Although, reading this book gave me mixed feelings. On the one hand, I learned a few interesting tricks and corner cases, so the hours I invested in this book were well-spent. On the other hand, I think this book has some shortcomings, and, while being interesting, it still fails to address the audience it aims at (and, given the first paragraph, I’d like it to aim at).

To summarize my feedback, I think the best title would be “A Few Case Studies in the Intricacies of the GHC’s Type System.” Hence the audience benefitting the most are the folks already having a decent grasp of type-level computations in other, more expressive languages (like Idris) or who have read a book or two on type theory. Why would they want a book like this, then? Well, eventually, one’d need to solve real-world problems with a production-ready compiler and a mature ecosystem that GHC provides instead of recursing infinitely into yak-shaving (like in Idris).

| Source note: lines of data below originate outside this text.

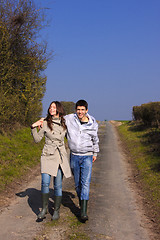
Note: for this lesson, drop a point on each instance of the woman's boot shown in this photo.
(84, 216)
(57, 204)
(45, 198)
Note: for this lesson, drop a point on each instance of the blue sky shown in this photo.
(106, 52)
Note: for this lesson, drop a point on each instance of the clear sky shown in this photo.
(106, 52)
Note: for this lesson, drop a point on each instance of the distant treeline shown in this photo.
(22, 62)
(23, 59)
(148, 113)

So, this book is quite good at showing by example how these advanced abstract type-level things can be somewhat leveraged in a production-level language.

This book would have been a reasonable 9/10 with a title like “A Few Case Studies…”. But with the title it actually has and the target audience it claims, it’s more like 6 or 7 out of 10.

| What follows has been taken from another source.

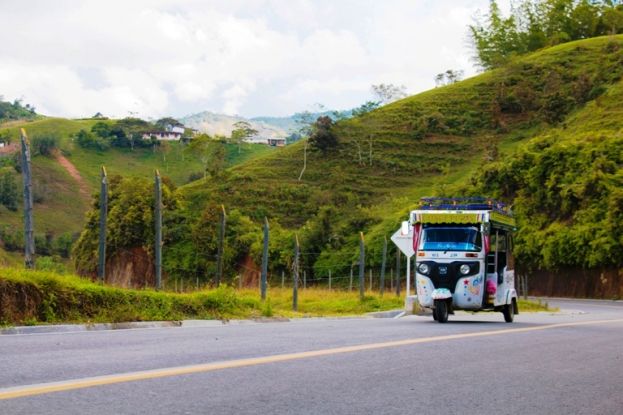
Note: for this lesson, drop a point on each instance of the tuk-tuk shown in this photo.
(464, 259)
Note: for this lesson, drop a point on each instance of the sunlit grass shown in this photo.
(36, 297)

For a more detailed review, follow the spoiler!

The good

Alright, let’s start with the good parts.

First and foremost, even though I’ve been doing Haskell for some time now, I’ve learned quite some things from this book, ranging from some tiny bits to things that might affect the design of the code I’m writing.

For instance, I’ve spent a couple of months writing a defunctionalizer for a System F-like language in one of my projects, and it was… let’s say it was painful. Thus, the chapter on the first-class type families where Maguire shows the approach to defunctionalization in the specific case of Haskell’s type-level thingies was particularly interesting!

The chapter on open sums and products also got me thinking about implementing them without unsafeCoerces but still in O(1) time. This was also quite an enlightening mental exercise!

As for the tiny bits, as an example, it never occurred to me that instances differing only in the kind:

instance HasPrintf a => HasPrintf ((text :: Symbol) :<< a)
instance HasPrintf a => HasPrintf ((param :: Type) :<< a)

are actually legit. Sure, it makes sense once you think about this since the kind is implicit but also participates in instance resolution, but you have to internalize this.

Or, as another example, in my mental model of the GHC’s type checker, it’d complain about a being ambiguous in foo’s type in

type family AlwaysUnit a where
  AlwaysUnit a = ()

foo :: b -> AlwaysUnit a -> b

yet this works! A good example, model adjusted.

Or, as yet another example, I learned about the inspection-testing plugin/library from this book, and it’s a really cool thing!

So, I definitely recommend reading this book or, at the very least, skimming through to iron out such wrinkles.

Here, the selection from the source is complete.